An EU-wide April 30 deadline for firms to surrender emissions trading system (ETS) carbon allowances will stand, the European Commission said, despite calls from the cement and steel industry to extend it due to the coronavirus pandemic.
Industry, utilities and airlines running flights in Europe must report their ETS emissions for the previous calendar year by 31 March, and surrender enough carbon permits to cover these emissions by 30 April under the bloc’s ETS rules.
The European Commission said on Thursday (26 March) it recognised that the coronavirus crisis might make it difficult for companies to submit verified emissions reports by the end of March, but the existing rules provide flexibility around this deadline.
National authorities can make a “conservative estimate” of emissions for firms that miss the March deadline, so long as this is done in time for the April compliance deadline, it said.
“The Commission underlines the importance of the timely surrender of allowances by the mandatory deadline of 30 April 2020,” it added.
Cement and steel lobbies call for delay
Some industrial lobbies had asked the Commission to delay this year’s carbon market compliance deadlines, arguing that firms were struggling to have a verifier check their reported emissions matched actual production.
Firms that left this to the last minute face the problem that coronavirus has shut factories and kept staff at home.
“Our members have flagged the need for flexibility with compliance deadlines under the ETS,” European cement producers association Cembureau chief executive Koen Coppenholle said.
“We support postponing the 31 March compliance deadline of the EU ETS,” European steel association Eurofer said.
The UK steel association said it had asked the British government to urge the Commission to delay the deadlines, citing “on-site disruptions” amid the pandemic.
Risk of carbon market disruption
But the Commission dismissed those calls, saying the existing rules allow for verifiers to check emissions without carrying out site visits under certain conditions.

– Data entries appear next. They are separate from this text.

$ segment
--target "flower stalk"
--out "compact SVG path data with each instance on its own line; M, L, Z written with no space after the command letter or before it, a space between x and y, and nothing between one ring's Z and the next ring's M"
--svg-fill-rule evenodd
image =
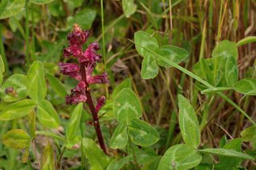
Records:
M69 47L64 49L64 55L66 57L70 56L76 57L79 64L59 63L59 65L61 67L61 73L79 81L76 87L71 89L70 95L66 97L66 103L67 105L76 105L80 102L87 103L91 113L100 145L107 154L107 148L98 116L98 111L105 105L105 98L102 96L95 106L91 97L90 84L107 83L108 80L106 72L101 75L92 76L96 63L101 62L102 56L96 53L96 51L100 49L97 42L91 43L84 51L83 50L83 45L86 43L88 37L88 31L82 30L78 25L74 24L72 31L67 35Z

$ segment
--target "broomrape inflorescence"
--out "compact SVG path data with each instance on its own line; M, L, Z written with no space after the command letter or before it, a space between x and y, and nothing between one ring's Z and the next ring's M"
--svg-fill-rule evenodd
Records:
M107 72L92 76L96 64L101 62L102 56L96 52L100 49L97 42L91 43L85 50L83 50L83 45L86 42L88 37L88 31L82 30L78 25L74 24L72 31L67 35L69 47L64 49L64 56L76 57L78 64L61 62L59 65L61 67L61 73L79 81L76 87L71 89L70 95L66 97L66 103L74 105L86 102L88 105L100 145L107 153L98 116L98 110L105 105L105 98L102 96L95 107L91 98L90 84L107 83L108 80Z

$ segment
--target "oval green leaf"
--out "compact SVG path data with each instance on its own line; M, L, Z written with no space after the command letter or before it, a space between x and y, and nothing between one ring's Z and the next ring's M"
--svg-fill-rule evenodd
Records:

Green groups said a prolonged delay to compliance deadlines would have disrupted the carbon market.
The EU uses firms’ annual emissions data to work out how many surplus permits are in the ETS. A market stability reserve (MSR) then removes a share of these permits, to avoid a build-up of oversupply that could depress the carbon price.
If the MSR cannot do its job, it would cause “major regulatory uncertainty” and upset the market’s balance, NGO Carbon Market Watch policy director Sam Van den plas said.
Germany’s emissions agency – which oversees ETS data at a national level – had previously indicated it may waive financial penalties for companies that miss compliance deadlines.
Others disagree. The Swedish Energy Agency said it had not received indications that domestic firms would miss compliance deadlines this year.